How do you know whether you have happy customers? The answer is really pretty simple. You ask them! You do not assume that they’re happy with the quality or service that they’re getting from you. It’s a little crude, perhaps, but it’s often true...


Last month, I wrote about recipes for success and recipes for disaster. The first one, I wrote, results in happy customers, and the second one probably results in the exact opposite. That raises this question: How do you know that you have happy customers?

The answer is really pretty simple. You ask them! You do not assume that they’re happy with the quality or service that they’re getting from you. It’s a little crude, perhaps, but it’s often true that to assume makes an ass out of u and me.

OK, so how do you go about asking them? I questioned a group of printers and got some interesting answers.

“We send a comment card out with every order,” one printer told me.

“How many responses do you get?” I asked.

“I don’t really know,” he answered. “Five or six a month, I guess.”

“How many orders do you produce each month?” I asked next.

“We average about $60,000 per month, and our average order is around $250. What would that be?”
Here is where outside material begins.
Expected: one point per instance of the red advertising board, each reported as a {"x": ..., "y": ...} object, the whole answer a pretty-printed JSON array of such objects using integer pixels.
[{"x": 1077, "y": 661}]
The answer – assuming that both the volume and average order figures are accurate – would be approximately 240 orders per month, which means that five or six responses would represent a 2-3% response rate. Do you really think it’s wise to base your perception of customer satisfaction on a 2-3% statistical sample? Beyond that…

“Who do the five to six responses come from, your best customers or new or more occasional customers?”

“I have to say they’re not my top customers.”

I’d have to say that sounds like one of those recipes for disaster – or at the very least, a customer satisfaction measurement program that’s not doing what it’s intended to do. I hope you’ll agree that you need more than a comment card program to ensure that your critical customer relationships are in good enough shape.

Another one of the printers I spoke to uses a modern variation of the comment card strategy. “We send an email out after every order, with a link to a Survey Monkey page. We ask them to rate our performance against several criteria, and it works really well.”

Again, I asked about the response rate, and again, the printer could only give me a rough estimate – which indicated a 4-5% response rate, with most of those responses coming from other than his top customers. So I submit to you that the modern version of comment cards may generate twice the response rate, but it’s still not a large enough statistical sample, and it still doesn’t tell you what you need to know about your most important customers.

By the way, before I go any further with today’s main issue, let me just say that things like this are measurable, and you should measure them! Response rates and demographics and average order size are necessary knowledge. The more you know about your business, the more likely it is that you’ll be able to improve it. Sadly, too many printers are really just along for the ride.

 

Better Strategy

If I were you, I would take the temperature of my customer relationships on a regular basis. It’s probably too much to ask about their satisfaction with every order. In fact, that’s one of the reasons for such low response with comment cards. But it should certainly be easy enough to ask your “A” customers to quantify their level of satisfaction with you every month, and your “B” customers once every quarter. Actually, I’d like to see you talking to your “C” customers on a quarterly basis too, but that might not provide enough of a return on investment in terms of the time it would take to accomplish. So how about this, let’s add your “B+” customers to the every month list, and your “C+” customers to the quarterly list – with the “+” indicating next-level growth potential, or any other reason a particular customer might be more important to you than their current sales volume indicates.

Now, here comes the most important part of this strategy. Don’t send me any forms to fill out! Meet with me personally, or call me on the phone, or send me a direct email, and ask me just one question: “What’s the temperature of our relationship these days?”